Ve bir de; geçen yıl hatırlarsanız

Devlet korosu Fazıl Say'ı kınamıştı. Kınama metnini 4000 basın organına yollamıştı. Programdan kaldırılan bir Nazım Oratoryosu konseri ile ilgili bir tartışmaydı. Ardından onlar beni kınadılar!!! Yani kınayabiliyorlar! O durumda beni bile kınayan Devlet Korosu kendilerinin 12 yıl şefliğini yapmış koskoca İbrahim Yazıcı için bir dayanışma metni yayınlayamadı.

Orkestralar sustu. Şefler, Aykallar hiç kimse bir açıklama dahi yapmadı.

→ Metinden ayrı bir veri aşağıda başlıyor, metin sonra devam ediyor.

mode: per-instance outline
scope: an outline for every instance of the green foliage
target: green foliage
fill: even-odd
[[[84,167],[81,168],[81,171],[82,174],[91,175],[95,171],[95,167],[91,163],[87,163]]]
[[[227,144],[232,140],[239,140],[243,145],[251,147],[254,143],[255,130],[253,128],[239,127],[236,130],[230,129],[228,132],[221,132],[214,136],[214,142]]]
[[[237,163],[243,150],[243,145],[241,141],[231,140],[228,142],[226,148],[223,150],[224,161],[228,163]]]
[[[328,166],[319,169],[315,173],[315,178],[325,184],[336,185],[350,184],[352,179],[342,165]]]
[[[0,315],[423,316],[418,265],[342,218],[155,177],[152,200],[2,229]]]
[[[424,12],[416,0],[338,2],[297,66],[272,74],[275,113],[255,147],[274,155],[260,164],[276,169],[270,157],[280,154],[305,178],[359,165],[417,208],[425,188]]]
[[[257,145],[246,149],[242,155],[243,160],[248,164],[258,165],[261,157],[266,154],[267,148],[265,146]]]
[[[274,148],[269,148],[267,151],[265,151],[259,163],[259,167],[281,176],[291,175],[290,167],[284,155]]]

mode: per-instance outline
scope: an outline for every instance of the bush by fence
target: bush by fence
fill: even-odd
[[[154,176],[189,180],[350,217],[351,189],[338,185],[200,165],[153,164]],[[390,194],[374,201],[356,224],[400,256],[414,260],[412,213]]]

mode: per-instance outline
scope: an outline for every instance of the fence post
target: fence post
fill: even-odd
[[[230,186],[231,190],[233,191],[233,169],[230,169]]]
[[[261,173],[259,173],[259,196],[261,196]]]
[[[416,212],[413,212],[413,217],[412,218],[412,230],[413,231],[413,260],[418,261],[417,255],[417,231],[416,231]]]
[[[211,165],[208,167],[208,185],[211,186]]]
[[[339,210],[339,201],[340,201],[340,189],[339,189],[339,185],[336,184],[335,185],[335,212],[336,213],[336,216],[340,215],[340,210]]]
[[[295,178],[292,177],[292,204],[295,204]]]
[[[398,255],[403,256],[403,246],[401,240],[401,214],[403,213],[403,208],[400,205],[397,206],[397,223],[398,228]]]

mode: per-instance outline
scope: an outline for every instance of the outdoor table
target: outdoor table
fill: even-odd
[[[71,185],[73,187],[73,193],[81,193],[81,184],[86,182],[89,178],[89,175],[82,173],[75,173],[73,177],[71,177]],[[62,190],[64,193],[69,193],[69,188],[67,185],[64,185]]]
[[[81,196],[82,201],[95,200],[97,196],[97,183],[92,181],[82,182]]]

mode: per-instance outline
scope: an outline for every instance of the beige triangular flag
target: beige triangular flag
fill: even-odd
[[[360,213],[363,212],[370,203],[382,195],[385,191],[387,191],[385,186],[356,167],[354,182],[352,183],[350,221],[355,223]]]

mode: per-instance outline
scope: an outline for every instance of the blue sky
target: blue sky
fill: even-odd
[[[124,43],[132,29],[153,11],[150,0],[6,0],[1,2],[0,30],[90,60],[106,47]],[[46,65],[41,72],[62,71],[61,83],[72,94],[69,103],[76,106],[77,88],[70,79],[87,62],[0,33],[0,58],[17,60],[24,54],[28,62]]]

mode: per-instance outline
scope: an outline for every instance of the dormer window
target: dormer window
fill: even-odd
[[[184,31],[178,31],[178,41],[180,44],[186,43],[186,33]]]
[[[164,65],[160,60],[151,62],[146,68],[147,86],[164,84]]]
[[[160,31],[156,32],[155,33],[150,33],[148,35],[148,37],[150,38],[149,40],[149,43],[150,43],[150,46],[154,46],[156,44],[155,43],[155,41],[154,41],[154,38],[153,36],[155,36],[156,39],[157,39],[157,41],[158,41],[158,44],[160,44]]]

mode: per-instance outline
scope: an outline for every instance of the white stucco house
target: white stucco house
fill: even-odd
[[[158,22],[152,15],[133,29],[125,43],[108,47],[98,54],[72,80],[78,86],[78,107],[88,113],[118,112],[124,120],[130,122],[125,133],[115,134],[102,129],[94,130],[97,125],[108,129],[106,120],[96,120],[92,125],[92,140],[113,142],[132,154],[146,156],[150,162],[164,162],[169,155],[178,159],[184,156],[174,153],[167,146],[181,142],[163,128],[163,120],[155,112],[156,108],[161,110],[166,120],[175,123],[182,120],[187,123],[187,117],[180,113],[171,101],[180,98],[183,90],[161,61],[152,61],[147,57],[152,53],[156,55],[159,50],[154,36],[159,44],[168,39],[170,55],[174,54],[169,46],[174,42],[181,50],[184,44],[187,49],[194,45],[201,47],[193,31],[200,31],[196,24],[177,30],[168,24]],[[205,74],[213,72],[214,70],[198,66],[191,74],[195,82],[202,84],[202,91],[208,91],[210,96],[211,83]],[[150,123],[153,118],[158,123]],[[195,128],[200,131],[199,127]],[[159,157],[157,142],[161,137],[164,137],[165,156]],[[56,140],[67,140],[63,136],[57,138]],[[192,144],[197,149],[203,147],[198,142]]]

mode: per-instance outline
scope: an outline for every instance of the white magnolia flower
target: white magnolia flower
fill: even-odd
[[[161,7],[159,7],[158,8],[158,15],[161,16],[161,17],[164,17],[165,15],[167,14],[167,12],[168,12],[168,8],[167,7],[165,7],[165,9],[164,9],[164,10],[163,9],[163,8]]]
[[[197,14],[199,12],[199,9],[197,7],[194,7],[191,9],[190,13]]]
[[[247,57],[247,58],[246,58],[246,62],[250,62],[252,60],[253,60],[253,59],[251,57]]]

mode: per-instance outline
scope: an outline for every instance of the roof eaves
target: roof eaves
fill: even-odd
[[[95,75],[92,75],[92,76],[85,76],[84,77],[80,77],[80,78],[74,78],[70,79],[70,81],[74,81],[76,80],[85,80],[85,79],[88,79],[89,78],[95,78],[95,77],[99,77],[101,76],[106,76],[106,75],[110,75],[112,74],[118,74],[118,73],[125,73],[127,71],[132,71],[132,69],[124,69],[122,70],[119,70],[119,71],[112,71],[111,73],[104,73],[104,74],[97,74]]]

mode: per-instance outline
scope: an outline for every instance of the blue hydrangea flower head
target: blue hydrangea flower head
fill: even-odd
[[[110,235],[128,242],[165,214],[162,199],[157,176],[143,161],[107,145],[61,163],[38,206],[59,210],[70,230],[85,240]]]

İbrahim’in genel sanat yönetmeni olduğu İzmir Operası 200-300 kişlik bir kurumdur. İbrahimin artık bitirilen maaşını herbiri her ay 15-20 tl cebinden verir ve konu yine hallolur. Keza; Filiz için Bursa orkestrası.

Bir yolu olur.

Bu yanlışlık düzelene kadar. Provalara "misafir sanatçı" statüsünde katılır o olur bu olur. Yani arkadaş; gerçekten sahip çıkmak istiyorsan çıkarsın. Her türlü olur.

Ben burada kamuoyunun gözünde asıl bu kurumların bir turnusoldan geçtiğini düşünüyorum. Bu kurumlara alınmış çok fazla sayıda kişinin sanat için değil sadece maaş için orada olduğunun turnusolu belki de.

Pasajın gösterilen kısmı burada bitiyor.